Thursday 8 August 2013

'Monster fish' in Lake Washington? It's not the first time


LAKE WASHINGTON - Biologists with the Washington State Department of Fish and Wildlife were out on Lake Washington on Tueday taking DNA and other samples from a seven-foot sturgeon found over the weekend by a family out water skiing in the northern section of the lake.

Keith Magnuson said his son first spotted as they were speeding along in their boat on Saturday morning. "That's a shark!" was the assessment at first glance. They then went back to see what it was.

Floating upside down is a large white fish without scales. Eight feet was their initial guess. They were close, but figured it wasn't a shark. It was a sturgeon.

But it probably wasn't the first time. Magnuson remembers a case in 1987. 

"For years there had been monster sightings, like Loch Ness-type stuff," he said, pointing from the Seattle shore over toward Kenmore. "And finally a dead sturgeon came to the top and that was surmised to be the monster." 

Brad James, a biologist with Fish and Wildlife in Vancouver, Wash. and the agency's expert on the pre-historic looking fish, says sturgeon primarily spawn in the Columbia, Sacramento and Fraser rivers, but there is also a population that lives in Puget Sound. He said it's likely the fish swam into the lake through the Ballard Locks, and could have been feeding in the lake for years, only discovered once it died and floated to the surface.

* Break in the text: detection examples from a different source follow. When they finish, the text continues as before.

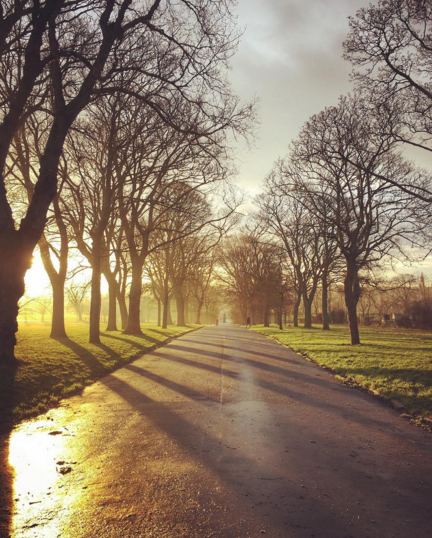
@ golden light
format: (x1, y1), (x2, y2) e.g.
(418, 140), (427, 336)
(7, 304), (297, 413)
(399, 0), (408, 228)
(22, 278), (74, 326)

James said the biologists from the department's field office in Mill Creek will also check the fish for tags, that along with DNA will help identify where it came from.

The case is just another one for the unusual fish files of Washington state. In 2011, the decomposing head of a large tropical dwelling hammerhead shark was found on a beach in West Seattle. In 2002, a 100 pound, five foot long rag fish was found dead on a beach in Olympia. That fish normally lives in depths of up to 1,400 feet off the coast. In 2007, another seven foot sturgeon was found in Olympia's black lake.

Biologists also plan to date the fish, by counting growth patterns not unlike tree rings. James said some sturgeon can grow faster than others so the size does not dictate the age of the fish.